There is a Miss America contestant this year whose platform is "Empowering Women: Overcoming Stereotypes and Breaking Barriers."
Her name is Theresa Marie Vail, Miss Kansas, and she'll be breaking a few barriers herself.
Theresa is in the military. She enlisted in the Army National Guard, raised her right hand and took the oath to "support and defend" just three weeks after her 17th birthday. She completed basic training the summer between her junior and senior years of high school, and AIT (Advanced Individual Training) as a mechanic between high school and college. She was the only woman in her class, and graduated #1. After three years she transferred to a medical detachment and went to dental tech school where she also graduated at the top of her class.
She's not the first contestant to be in the military. There's been one: Miss Utah 2007, Jill Stephens, a medic in the Utah National Guard. They have similarities: commitment to service, dedication to country, and almost no experience as a contestant.
Theresa entered her first pageant just nine months ago.
"I never thought about it until a mentor, in my unit, explained how the recognition could help with what I want to do as a role model," Theresa explained in a recent interview.
As a child she was teased and bullied, and was shy and insecure as a result. But she overcame obstacles, relied on her religious faith, and worked very hard to become the leader she is today.
Theresa is a young woman who excels. Now 22, she's a Kansas State University senior with a double major in Chemistry and Chinese (with a 3.8 GPA in Chinese) - the first because she wants to be a dentist and the second because it's a challenge. Theresa loves a challenge. Tell her she can't do something and then stand back and watch her go.
She's an expert marksman on the M 16. She's an expert bow hunter. She skydives. She boxes. She's working on a private pilot license. She started motorcycle racing but stopped after a crash in which she broke all the fingers her right hand (hard to be a good dentist without flexible fingers.)
With pageant festivities back this year in Atlantic City (where Miss America began in 1921), the "Show Us Your Shoes Parade" will return to the famed boardwalk. The September 14th parade will be televised live for the first time ever (and will be lead-in to the pageant itself on the 15th). This is where contestants flash extravagantly decorated, often state-themed, girly-girly high heels to laughing crowds yelling "Show us your shoes."
Only Theresa will be in uniform, wearing combat boots instead of four-inch heels.

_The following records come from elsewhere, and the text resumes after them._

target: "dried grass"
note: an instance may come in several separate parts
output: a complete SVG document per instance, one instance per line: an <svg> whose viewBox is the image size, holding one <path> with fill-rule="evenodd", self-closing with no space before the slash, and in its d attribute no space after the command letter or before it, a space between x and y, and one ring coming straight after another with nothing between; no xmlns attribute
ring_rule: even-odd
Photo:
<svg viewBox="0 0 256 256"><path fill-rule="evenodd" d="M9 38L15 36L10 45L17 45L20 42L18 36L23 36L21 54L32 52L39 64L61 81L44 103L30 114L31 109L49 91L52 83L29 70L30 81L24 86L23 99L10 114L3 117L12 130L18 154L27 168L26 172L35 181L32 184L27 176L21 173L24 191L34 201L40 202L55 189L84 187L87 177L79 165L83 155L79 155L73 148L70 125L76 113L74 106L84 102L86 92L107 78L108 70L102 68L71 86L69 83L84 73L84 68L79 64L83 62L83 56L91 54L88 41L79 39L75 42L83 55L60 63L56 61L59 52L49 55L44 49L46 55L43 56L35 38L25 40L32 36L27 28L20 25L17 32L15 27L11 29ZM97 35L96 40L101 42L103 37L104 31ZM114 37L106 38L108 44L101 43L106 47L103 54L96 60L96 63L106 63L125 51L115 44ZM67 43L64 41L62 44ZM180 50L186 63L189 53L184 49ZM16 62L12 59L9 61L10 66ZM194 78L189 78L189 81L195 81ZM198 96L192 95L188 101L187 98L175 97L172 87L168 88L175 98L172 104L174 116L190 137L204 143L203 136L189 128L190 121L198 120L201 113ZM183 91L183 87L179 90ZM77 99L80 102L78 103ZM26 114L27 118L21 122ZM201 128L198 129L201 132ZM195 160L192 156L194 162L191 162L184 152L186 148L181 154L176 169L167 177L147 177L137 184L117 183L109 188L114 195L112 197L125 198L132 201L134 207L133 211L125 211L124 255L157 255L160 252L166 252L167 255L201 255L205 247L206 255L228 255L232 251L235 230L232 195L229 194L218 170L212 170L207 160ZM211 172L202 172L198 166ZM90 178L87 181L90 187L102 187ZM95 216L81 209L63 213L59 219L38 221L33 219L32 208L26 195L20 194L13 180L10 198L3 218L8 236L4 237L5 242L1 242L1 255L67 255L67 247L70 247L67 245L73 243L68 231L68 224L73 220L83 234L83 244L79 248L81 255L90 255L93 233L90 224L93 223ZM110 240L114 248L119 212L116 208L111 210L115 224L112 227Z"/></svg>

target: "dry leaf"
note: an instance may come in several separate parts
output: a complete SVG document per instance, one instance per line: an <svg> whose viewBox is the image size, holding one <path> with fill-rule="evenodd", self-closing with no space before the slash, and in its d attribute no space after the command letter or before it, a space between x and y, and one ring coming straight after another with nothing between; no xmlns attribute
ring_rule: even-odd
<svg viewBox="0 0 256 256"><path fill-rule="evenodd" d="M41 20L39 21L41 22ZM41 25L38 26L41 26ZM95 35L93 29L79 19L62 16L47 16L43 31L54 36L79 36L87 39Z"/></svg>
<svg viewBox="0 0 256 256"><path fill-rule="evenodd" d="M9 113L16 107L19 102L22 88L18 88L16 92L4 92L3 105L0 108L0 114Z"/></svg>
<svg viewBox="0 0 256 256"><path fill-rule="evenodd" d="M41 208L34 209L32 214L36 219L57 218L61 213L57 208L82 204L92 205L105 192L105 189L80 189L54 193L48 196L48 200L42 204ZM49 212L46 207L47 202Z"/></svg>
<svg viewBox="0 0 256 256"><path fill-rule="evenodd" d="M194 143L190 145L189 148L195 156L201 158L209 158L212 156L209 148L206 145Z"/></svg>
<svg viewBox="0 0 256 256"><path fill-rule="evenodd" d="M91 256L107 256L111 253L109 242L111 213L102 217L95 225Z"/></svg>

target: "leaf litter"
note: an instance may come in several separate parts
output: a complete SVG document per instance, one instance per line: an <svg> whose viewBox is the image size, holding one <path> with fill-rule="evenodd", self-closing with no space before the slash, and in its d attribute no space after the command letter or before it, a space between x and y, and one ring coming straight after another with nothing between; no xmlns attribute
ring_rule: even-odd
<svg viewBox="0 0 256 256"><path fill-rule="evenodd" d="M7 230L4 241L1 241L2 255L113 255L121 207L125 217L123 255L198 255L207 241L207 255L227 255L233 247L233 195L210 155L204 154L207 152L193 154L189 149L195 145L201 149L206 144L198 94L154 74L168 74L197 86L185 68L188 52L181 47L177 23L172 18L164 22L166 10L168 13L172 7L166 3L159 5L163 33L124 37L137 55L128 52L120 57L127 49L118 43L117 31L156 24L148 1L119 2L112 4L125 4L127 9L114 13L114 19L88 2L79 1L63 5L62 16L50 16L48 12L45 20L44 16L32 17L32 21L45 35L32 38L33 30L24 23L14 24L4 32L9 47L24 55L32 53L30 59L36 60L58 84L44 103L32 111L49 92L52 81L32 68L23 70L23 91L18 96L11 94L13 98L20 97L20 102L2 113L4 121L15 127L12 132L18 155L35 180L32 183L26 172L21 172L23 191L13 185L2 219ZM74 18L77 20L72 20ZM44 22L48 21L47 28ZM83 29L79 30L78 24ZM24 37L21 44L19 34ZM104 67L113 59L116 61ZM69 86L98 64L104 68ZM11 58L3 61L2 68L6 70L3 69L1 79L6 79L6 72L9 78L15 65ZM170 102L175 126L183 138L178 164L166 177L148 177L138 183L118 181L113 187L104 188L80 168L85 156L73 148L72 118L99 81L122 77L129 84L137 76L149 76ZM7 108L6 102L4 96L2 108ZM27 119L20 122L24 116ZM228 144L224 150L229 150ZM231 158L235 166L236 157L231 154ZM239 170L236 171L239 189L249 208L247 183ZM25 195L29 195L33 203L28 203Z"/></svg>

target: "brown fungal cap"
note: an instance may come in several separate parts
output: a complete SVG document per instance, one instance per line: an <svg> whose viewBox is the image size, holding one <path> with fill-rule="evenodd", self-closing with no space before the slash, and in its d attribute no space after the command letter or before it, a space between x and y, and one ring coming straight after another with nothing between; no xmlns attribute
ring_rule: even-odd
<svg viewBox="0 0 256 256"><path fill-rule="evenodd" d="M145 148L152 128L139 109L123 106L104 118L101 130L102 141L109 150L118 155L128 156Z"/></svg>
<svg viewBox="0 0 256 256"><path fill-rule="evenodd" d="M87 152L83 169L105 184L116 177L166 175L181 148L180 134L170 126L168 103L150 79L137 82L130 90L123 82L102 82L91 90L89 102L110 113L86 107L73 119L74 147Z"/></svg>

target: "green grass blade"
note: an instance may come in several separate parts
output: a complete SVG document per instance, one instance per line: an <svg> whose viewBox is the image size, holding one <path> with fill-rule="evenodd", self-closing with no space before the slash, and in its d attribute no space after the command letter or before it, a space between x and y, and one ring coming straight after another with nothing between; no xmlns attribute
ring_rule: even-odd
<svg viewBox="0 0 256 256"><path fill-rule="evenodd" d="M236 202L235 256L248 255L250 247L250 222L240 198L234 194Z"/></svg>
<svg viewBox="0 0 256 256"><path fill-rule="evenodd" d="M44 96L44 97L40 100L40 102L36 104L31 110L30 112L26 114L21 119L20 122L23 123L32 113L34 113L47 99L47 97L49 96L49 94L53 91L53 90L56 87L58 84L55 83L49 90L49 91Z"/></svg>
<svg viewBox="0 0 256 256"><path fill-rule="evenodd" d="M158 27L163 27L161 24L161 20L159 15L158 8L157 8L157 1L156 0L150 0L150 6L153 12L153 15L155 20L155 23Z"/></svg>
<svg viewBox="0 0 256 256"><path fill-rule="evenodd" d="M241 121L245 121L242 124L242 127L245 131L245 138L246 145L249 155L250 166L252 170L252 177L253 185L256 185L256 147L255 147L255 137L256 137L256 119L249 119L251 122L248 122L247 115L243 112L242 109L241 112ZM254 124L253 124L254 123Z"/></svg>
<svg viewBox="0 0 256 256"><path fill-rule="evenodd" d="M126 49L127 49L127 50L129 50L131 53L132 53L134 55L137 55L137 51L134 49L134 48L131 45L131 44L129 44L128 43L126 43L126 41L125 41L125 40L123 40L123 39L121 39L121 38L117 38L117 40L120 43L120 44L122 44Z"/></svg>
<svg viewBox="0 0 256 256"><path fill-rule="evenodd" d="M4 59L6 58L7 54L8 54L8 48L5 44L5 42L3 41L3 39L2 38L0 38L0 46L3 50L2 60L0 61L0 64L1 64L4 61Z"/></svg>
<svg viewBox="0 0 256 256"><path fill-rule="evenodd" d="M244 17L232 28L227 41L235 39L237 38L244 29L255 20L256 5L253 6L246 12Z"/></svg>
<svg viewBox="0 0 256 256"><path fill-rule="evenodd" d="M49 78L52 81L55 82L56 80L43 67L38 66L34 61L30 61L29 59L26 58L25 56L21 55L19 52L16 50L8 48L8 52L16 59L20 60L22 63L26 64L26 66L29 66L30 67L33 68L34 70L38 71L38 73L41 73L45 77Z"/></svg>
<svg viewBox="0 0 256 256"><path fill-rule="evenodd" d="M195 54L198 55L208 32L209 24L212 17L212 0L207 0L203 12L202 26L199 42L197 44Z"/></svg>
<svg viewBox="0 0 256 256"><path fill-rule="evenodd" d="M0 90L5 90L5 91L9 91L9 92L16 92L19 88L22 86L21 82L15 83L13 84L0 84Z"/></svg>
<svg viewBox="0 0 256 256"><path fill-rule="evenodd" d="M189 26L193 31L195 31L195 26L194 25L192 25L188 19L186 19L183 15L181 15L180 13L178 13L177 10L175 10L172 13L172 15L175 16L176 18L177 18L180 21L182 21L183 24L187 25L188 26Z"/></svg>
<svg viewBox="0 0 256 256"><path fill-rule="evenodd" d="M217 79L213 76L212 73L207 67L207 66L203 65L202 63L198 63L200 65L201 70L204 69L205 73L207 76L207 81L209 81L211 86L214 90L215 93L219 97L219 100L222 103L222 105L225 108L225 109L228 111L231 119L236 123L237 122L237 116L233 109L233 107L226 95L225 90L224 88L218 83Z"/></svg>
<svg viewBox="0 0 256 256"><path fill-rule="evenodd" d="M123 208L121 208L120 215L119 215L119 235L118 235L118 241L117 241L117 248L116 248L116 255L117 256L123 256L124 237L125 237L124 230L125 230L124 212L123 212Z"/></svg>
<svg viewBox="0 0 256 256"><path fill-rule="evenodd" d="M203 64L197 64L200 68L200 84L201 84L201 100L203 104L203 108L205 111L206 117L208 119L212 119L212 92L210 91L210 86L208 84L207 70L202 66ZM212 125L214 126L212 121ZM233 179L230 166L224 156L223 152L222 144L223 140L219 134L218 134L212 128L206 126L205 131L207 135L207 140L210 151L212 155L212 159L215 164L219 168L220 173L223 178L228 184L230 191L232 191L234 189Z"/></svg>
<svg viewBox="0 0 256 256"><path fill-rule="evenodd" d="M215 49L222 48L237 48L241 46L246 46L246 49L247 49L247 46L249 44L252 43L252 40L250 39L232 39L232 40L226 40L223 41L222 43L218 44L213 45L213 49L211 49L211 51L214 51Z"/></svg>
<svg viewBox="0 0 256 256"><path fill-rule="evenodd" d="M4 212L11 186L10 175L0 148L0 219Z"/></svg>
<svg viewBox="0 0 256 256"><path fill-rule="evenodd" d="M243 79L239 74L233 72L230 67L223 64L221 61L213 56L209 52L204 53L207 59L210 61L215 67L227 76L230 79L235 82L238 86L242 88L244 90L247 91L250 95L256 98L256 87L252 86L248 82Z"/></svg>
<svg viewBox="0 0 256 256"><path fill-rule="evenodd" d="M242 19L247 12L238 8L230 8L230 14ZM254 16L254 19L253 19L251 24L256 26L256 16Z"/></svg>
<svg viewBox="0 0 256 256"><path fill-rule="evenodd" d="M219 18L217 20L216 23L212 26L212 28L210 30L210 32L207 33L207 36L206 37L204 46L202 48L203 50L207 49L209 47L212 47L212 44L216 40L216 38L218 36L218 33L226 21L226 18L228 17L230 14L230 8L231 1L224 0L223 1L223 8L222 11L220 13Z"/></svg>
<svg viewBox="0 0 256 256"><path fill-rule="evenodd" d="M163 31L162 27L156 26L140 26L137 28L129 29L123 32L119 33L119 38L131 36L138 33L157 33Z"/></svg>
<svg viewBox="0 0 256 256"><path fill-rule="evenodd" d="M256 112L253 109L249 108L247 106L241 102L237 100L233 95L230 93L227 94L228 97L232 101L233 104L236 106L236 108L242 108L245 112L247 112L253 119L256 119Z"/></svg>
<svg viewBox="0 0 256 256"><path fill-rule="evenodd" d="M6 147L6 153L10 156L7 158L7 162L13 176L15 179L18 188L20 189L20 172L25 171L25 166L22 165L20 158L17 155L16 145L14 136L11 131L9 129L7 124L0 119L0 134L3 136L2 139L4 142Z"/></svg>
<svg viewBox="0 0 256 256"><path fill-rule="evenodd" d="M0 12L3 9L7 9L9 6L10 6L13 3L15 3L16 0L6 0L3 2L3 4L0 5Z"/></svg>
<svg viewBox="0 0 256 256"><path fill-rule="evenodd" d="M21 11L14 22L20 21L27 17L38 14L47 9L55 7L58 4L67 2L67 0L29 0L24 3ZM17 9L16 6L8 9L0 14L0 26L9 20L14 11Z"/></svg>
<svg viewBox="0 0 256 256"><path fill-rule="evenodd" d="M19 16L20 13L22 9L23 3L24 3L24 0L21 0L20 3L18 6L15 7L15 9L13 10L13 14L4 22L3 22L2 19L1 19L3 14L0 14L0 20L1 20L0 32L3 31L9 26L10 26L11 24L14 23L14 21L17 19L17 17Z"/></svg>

When it comes to the bathing suit competition, Theresa will be breaking another barrier: she'll be the first contestant ever with visible tattoos. No itty-bitty rose hidden under a bikini top for this girl. She has the insignia for the U.S. Army Dental Corps on her left shoulder. The Serenity Prayer ("God, grant me the Serenity to accept the things I cannot change, Courage to change the things I can, and Wisdom to know the difference") flows down her right side.
"It's my personal mission statement," Theresa said.
Of course, Theresa is also - if one can use this description for someone trained to shoot to kill - drop-dead gorgeous.
When asked about what she is most proud of, she grinned.
"I just got promoted. I made sergeant," she said. "And I re-enlisted for six years."
So, if things get wild in Atlantic City in a few weeks, this would be another Miss America first: Here she comes, Miss America ... Miss Kansas... Sgt. Theresa Marie Vail.